Problems

If \begin{align*} x^2 - yz + (a-\lambda)x &= 0, \\ y^2 - zx + (b-\lambda)y &= 0, \\ z^2 - xy + (c-\lambda)z &= 0, \end{align*} and \[ x^2y^2+y^2z^2+z^2x^2 = xyz(x+y+z), \] prove that \[ 3\lambda = a+b+c, \] and that \[ a^2+b^2+c^2 = bc+ca+ab. \]

State and prove the Binomial Theorem for a positive integral exponent. If \[ (1+x)^{4m} = 1+c_1x+c_2x^2+\dots, \] where \(m\) is a positive integer, prove that \[ 1+c_1+c_2+c_3+\dots = 2^{4m} \] and that \[ 1-c_2+c_4-c_6+\dots = (-1)^m \cdot 2^{2m}. \]

Find a number of six digits, such that if another number is formed by taking its last three digits and placing them in the same relative order in front of the first three, the second number shall be six times the first. Prove that there is only one such number.

Establish a formula for the number of combinations of \(n\) things taken \(r\) at a time. Find in how many ways sixty similar articles can be divided among three men so that no man has less than ten or more than twenty-five.

Solve the equations

1. [(i)] \(x+y+z=x^2+y^2+z^2 = \frac{1}{3}(x^3+y^3+z^3)=3\).
2. [(ii)] \(\frac{(x+a)(x+b)}{(x-a)(x-b)} + \frac{(x-a)(x-b)}{(x+a)(x+b)} = \frac{(x+c)(x+d)}{(x-c)(x-d)} + \frac{(x-c)(x-d)}{(x+c)(x+d)}\).
3. [(iii)] \(2\cot 2x - \tan 2x = 3\cot 3x\).

Sum the series

1. [(i)] \(1+\frac{2^3}{\lfloor 2} + \frac{3^3}{\lfloor 3} + \frac{4^3}{\lfloor 4} + \dots\) to infinity.
2. [(ii)] \(\tan\alpha.\tan 2\alpha + \tan 2\alpha.\tan 3\alpha + \tan 3\alpha.\tan 4\alpha + \dots\) to \(n\) terms.
3. [(iii)] \(x\cos\alpha + \frac{1}{2}x^2\cos 2\alpha + \frac{1}{3}x^3\cos 3\alpha + \dots\) to infinity, when \(x<1\).

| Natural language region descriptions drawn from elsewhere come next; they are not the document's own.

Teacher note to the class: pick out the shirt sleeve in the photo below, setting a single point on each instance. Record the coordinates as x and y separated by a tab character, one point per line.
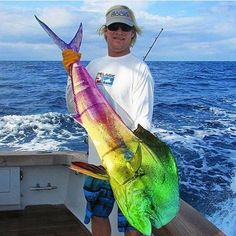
143	98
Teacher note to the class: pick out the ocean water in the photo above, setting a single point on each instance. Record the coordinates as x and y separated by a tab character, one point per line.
194	112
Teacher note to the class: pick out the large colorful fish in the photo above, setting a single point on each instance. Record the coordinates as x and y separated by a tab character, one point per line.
141	169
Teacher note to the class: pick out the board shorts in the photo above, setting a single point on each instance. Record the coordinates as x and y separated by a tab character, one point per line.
100	202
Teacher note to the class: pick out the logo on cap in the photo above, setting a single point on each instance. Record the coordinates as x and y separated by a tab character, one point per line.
120	13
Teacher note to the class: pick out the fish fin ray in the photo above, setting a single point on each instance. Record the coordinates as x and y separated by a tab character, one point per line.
97	172
76	41
59	42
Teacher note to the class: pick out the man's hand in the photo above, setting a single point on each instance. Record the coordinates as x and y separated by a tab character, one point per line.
69	57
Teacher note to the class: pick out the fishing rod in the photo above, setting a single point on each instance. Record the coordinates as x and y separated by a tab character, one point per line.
152	44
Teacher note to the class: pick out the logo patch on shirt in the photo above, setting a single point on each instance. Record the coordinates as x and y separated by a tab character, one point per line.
106	79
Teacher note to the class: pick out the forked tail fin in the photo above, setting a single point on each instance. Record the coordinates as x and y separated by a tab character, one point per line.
74	43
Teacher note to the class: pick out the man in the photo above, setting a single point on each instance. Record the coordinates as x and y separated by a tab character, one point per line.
127	84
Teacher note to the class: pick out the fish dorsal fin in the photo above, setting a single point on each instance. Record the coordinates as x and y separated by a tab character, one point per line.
97	172
75	42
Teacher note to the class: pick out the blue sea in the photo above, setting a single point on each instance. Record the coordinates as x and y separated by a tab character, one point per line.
194	112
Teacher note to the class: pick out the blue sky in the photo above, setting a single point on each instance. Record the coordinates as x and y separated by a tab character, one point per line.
193	30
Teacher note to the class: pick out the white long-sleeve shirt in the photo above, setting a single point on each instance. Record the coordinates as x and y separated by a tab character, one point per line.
128	86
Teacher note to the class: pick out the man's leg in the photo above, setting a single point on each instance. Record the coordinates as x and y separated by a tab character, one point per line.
100	226
100	201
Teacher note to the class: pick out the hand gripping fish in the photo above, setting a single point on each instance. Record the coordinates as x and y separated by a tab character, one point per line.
140	168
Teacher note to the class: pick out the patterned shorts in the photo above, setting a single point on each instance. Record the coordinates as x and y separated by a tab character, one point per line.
100	202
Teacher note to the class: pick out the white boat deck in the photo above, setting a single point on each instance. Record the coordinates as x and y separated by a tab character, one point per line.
43	178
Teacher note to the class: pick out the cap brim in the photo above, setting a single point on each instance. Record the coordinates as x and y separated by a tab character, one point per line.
119	20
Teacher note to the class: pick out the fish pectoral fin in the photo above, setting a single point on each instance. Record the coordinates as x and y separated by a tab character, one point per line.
97	172
135	163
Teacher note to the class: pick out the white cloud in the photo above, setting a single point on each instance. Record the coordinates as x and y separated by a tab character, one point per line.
207	32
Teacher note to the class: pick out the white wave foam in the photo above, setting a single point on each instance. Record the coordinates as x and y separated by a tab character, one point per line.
41	132
225	217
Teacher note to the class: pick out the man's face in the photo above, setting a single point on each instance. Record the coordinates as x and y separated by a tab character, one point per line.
118	37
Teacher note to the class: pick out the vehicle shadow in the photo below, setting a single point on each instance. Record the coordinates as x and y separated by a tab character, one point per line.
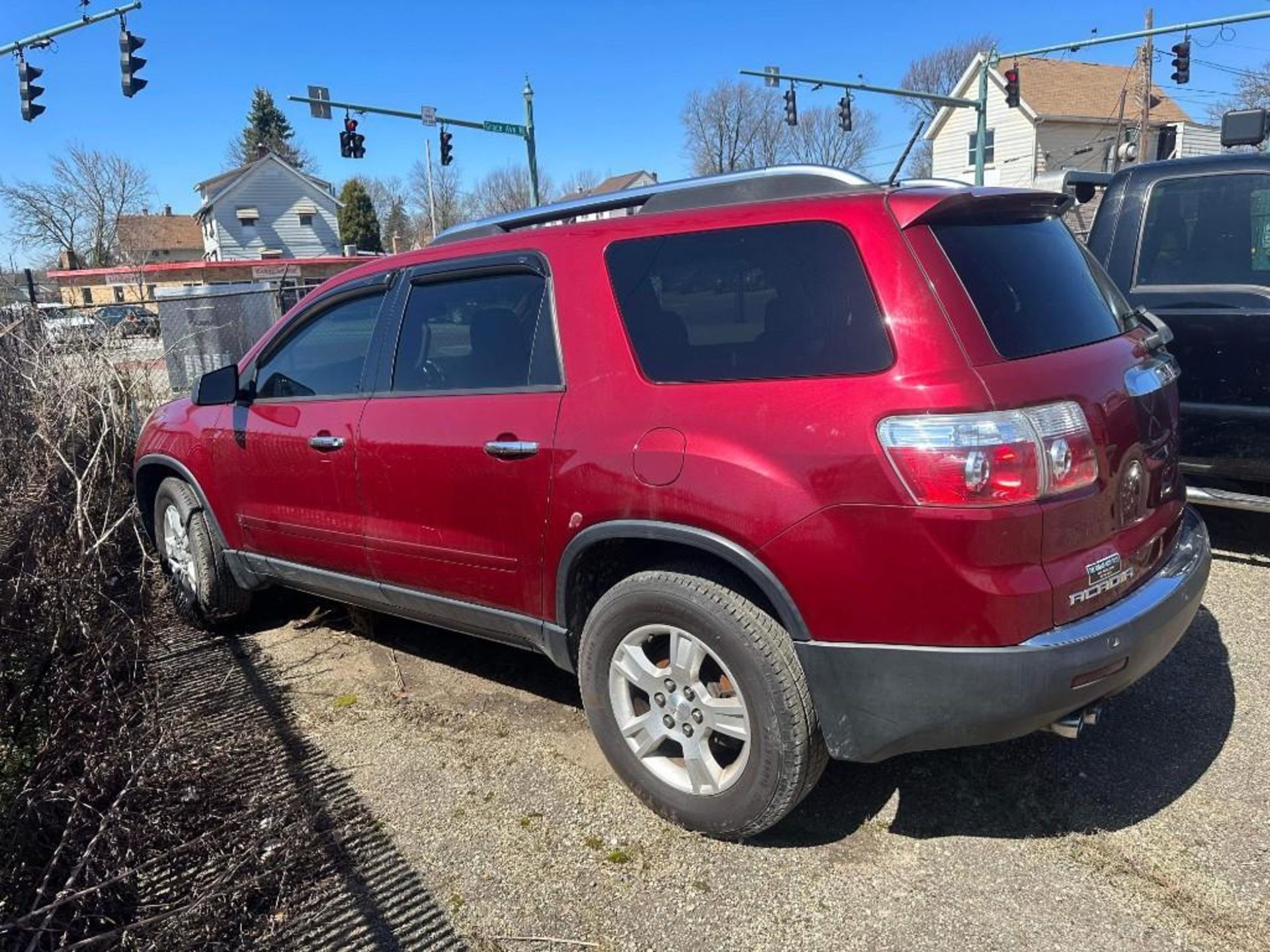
1155	742
1238	536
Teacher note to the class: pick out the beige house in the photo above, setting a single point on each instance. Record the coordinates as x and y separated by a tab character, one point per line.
614	183
1067	118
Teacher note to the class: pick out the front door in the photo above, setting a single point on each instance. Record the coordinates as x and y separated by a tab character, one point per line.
455	459
1205	268
290	455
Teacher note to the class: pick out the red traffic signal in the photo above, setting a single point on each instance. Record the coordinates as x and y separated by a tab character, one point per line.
1013	87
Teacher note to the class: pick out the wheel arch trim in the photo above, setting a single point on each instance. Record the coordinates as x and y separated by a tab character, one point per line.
709	542
183	471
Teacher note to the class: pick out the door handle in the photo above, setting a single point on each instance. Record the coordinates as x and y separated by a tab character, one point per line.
325	444
511	448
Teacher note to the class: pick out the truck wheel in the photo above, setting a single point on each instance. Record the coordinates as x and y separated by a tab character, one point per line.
698	702
202	584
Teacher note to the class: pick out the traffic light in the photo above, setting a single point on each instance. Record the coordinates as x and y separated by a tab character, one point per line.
130	63
28	91
351	141
1013	87
845	113
1181	63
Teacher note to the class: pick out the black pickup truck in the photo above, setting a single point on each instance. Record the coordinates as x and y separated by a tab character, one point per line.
1189	241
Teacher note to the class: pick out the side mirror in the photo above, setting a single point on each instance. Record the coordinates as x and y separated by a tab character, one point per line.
218	387
1245	127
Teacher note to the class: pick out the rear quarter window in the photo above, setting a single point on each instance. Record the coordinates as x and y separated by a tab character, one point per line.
1035	288
770	301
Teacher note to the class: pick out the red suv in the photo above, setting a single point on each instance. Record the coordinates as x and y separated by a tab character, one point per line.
785	465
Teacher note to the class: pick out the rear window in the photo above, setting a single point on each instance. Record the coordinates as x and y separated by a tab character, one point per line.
770	301
1034	286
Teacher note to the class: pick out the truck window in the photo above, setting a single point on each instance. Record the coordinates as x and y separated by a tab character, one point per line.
1206	230
760	302
1034	286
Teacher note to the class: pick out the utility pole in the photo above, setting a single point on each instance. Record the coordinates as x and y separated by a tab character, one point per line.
432	201
1119	132
1148	54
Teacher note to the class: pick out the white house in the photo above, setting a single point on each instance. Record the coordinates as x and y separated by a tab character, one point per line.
1067	118
614	183
267	210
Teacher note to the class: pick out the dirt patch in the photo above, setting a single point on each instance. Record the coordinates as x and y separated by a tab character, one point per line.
1150	833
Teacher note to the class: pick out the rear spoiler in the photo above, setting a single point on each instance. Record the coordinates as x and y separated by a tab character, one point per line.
922	206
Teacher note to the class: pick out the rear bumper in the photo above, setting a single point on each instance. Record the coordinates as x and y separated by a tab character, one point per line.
878	701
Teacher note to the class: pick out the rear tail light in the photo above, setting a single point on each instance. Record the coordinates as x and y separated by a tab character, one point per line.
991	459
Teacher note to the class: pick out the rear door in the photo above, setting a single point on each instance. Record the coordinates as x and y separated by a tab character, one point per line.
455	451
1203	266
1043	323
288	456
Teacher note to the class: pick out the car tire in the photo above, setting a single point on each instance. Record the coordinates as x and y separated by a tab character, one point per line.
748	682
201	582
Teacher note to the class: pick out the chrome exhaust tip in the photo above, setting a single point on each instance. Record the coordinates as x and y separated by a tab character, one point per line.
1070	725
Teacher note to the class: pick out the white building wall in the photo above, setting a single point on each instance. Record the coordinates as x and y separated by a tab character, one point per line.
1015	143
277	196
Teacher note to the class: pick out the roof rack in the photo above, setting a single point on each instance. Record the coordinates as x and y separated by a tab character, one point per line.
730	188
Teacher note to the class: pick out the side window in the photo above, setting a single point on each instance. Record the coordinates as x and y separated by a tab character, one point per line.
484	333
1206	230
748	303
325	356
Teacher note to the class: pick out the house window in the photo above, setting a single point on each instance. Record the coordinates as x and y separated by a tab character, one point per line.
990	147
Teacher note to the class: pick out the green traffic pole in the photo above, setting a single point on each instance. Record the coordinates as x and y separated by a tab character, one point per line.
87	20
529	141
982	134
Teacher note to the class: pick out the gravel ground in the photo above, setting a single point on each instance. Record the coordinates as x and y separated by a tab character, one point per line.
1152	832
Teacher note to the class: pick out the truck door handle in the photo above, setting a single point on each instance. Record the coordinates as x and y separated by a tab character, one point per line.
511	448
325	444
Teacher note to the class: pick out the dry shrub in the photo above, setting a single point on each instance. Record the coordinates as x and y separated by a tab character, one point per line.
121	823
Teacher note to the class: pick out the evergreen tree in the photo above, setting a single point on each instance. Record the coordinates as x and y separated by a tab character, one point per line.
397	222
359	223
267	126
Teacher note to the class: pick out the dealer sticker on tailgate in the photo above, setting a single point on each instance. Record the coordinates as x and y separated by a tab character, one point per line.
1104	575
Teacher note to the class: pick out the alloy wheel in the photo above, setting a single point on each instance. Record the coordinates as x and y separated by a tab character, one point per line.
680	710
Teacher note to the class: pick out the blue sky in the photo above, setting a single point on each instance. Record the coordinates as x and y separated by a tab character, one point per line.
610	79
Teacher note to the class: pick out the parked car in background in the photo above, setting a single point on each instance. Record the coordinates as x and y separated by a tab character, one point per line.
788	465
70	328
128	320
1189	240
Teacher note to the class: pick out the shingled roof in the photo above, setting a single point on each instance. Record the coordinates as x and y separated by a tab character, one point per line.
154	233
1087	91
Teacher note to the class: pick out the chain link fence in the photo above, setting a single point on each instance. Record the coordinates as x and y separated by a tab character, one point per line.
185	332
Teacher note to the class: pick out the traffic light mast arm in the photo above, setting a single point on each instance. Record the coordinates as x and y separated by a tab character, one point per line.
38	38
381	111
1137	34
864	87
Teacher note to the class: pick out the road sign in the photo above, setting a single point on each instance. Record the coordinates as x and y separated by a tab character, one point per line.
511	128
319	111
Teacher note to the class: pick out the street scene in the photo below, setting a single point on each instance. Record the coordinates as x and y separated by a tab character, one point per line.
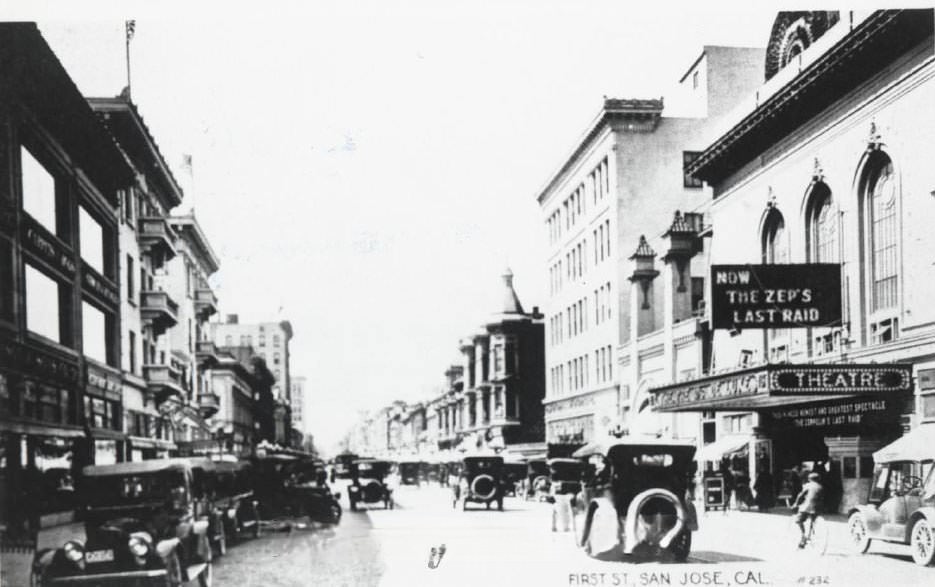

Find a formula for the radius of the inscribed circle of a triangle. The circle inscribed in the triangle \(ABC\) touches \(BC, CA, AB\) at \(D, E, F\); and circles are inscribed in the triangles \(AEF, BFD, CDE\). If \(r, \rho_1, \rho_2, \rho_3\) are the radii of these circles, show that \[ r(2r-\rho_1-\rho_2-\rho_3)^2 = 2\rho_1\rho_2\rho_3. \]

Prove that, if \(\alpha, \beta, \gamma\) do not differ by a multiple of \(\pi\), and if \[ \frac{\cos(\alpha+\theta)}{\sin(\beta+\gamma)} = \frac{\cos(\beta+\theta)}{\sin(\gamma+\alpha)}, \] then each fraction is equal to \[ \frac{\cos(\gamma+\theta)}{\sin(\alpha+\beta)}, \] and is also equal to \(\pm 1\).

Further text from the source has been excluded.